ROB GARF: Yeah, well, I can't talk specifically about our stock price, but what I can say is every retailer is going through a digital transformation, and it's only been accelerated over the last 24 months. So many retailers have been really scrappy, really pulling together buy online, pickup in store, buy now, pay later types of capabilities, and these are sticking.

But a lot of it, by the way, is put together through baling wire and masking tape, if you will. So now what we're seeing is retailers are moving from scrappy to scale, and they're investing in technologies that really weave together the entire shopping process.

You know, our research here at Salesforce shows that every consumer spends, on average, nine different touchpoints across the entire buying journey. And what that means is in the past it was really a fragmented journey and probably related to bad experiences. And the same research showed that 80% of consumers said after three bad experiences, they're going to abandon a brand.

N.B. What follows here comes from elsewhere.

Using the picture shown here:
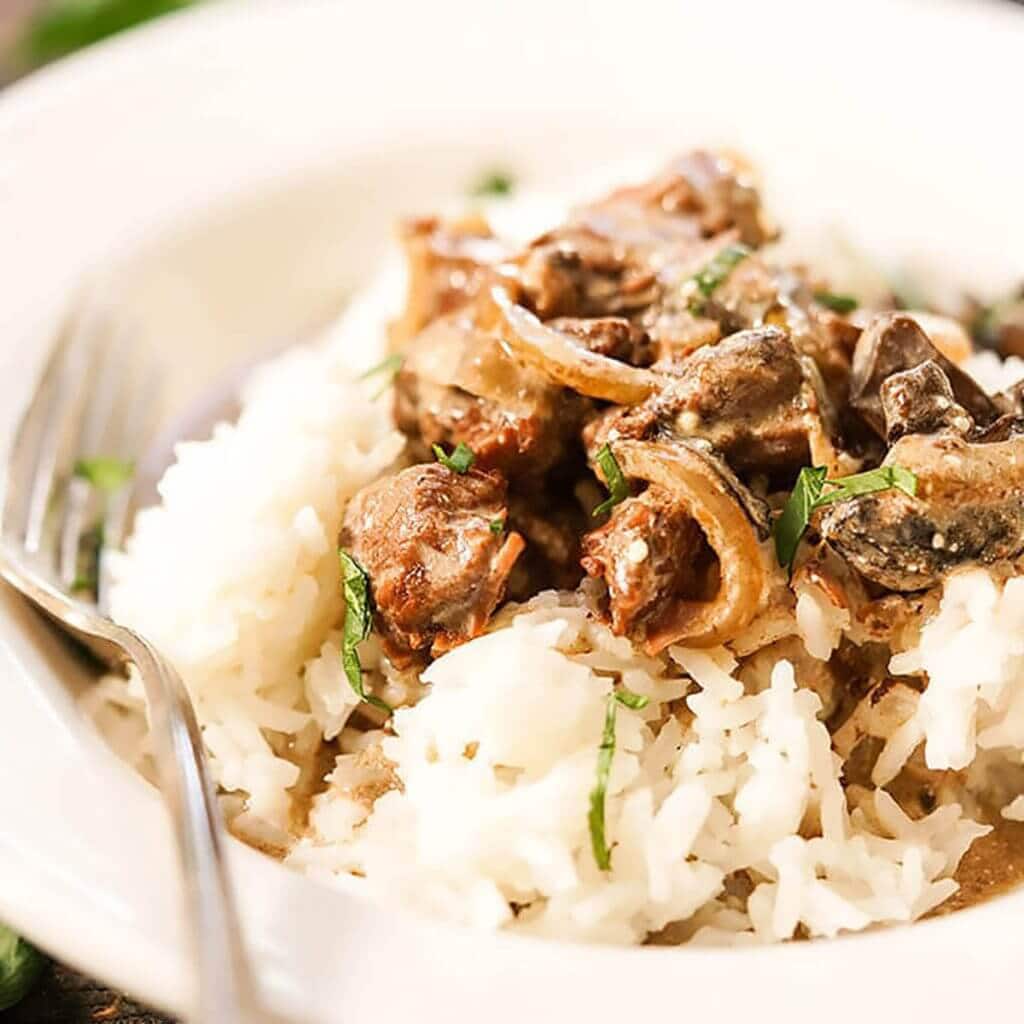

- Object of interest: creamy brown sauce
[934,819,1024,916]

So the point here is our technology weaves together the entire shopping process from inspiration to purchase to service, both in the digital and physical worlds.

BRAD SMITH: Hey, Brad, while we have you, Salesforce also summoned the metaverse into the chat and into the data as well, saying that as retailers begin to build in the metaverse that it's clear that shoppers are ready to purchase across new channels. So what's the reality or anticipated ramp time for metaverse transactions playing a material role in future digital holiday-season sales?

ROB GARF: Yeah, this is something, Brad, that we've been looking at for quite some time. We call it shopping at the edge. I mean, retail, if you think about it, from the beginning of time was all about pulling consumers to their brand. And now it's about pushing their brands to wherever the consumers are, and they're increasingly traversing social, messaging, gaming, voice. The cool kids are talking about metaverse. So it's about pushing that brand, the price, the promotion, the inventory to wherever the consumers are.

Our research shows that transactions off of the retailer's property are going to increase 30% over the next couple years. So it's really been accelerated, by the way, with some of these big tech platforms getting in the game, but it's something that we've been seeing for quite some time, shopping really changing from this discrete event to really this embedded event in our daily lives. Which much of it, by the way, is in digital.

ADAM SHAPIRO: All right, we appreciate your sharing all of this with us. First, Brad Smith, always good to have you here. Congratulations to Rob Garf, Salesforce vice president and general manager of retail. We'll be right back.